Does anyone know the reason that trickle vents can't be used on very airtight buildings? 

In Scotland you can't use trickle vents if your house is tighter than 5m3/m2/h. I think this might be different in England though. Other than the fact that you would need 'bigger' trickle vents I can't see any reason why you should be made to install MVHR if you inadvertently build tight.

Thoughts would be much appreciated.


----------



## Leo (10 Dec 2013)

Welcome to AAM Markd,

Please note AAM is an Irish site, so regs here differ to those in England / Scotland.

I'm no expert, (others on here are) but you do need to provide sufficient ventilation to maintain a healthy environment.

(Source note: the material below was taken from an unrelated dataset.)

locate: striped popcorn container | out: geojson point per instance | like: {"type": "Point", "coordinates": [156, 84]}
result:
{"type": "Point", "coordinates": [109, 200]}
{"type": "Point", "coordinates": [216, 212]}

I'd imagine sufficient trickle vents to achieve this may make it impossible to meet those air tightness levels.


----------



## lowCO2design (10 Dec 2013)

markd said:


> Does anyone know the reason that trickle vents can't be used on very airtight buildings?


yes its in part F of the building regs 
have you considered DCMEV by Aeroco or similar 

show us where in the Scottish regs they relax this vent issue?

why are you anti mvhr? did you not budget for it?


----------



## markd (10 Dec 2013)

Thanks for that.

Had a look at the Part F that you attached. It seems as though both the English and Irish regs allow trickle vents to be used <5m3/m2/h, by increasing the equivilent area. Scotland doesn't allow this for some bizzare reason - they think it will cause condensation and IAQ problems...where is the research that shows this though.

At the moment if you target 5 and acheive 2 after testing, they will probably ask you to fit MEV, its costly madness. Sorry couldn't attach link to the regs as I've not made enough posts yet!

I'm not anti-MVHR, it's just not always the right answer, I think.


----------



## lowCO2design (12 Dec 2013)

mark 
assuming your building a house 
have you carried out a provision BER? (to allow you to review options to achieve compliance with part L)


----------



## lowCO2design (12 Dec 2013)

markd said:


> Thanks for that.
> 
> Had a look at the Part F that you attached. It seems as though both the English and Irish regs allow trickle vents to be used <5m3/m2/h, by increasing the equivilent area. Scotland doesn't allow this for some bizzare reason - they think it will cause condensation and IAQ problems...where is the research that shows this though.
> 
> ...


why is it madness?
& when do yo think it IS the right answer?


----------



## Lanni (16 Dec 2013)

To comply with Part F, you must increase the trickle ventilation area by 40% if the airtightness level is less than 5m3/m2/hr. If you are looking at less than 3m3/m2/hour, I would definitely recommend MVHR.
It is always better to have planned all this at the start by checking drawing compliance using the DEAP software.


----------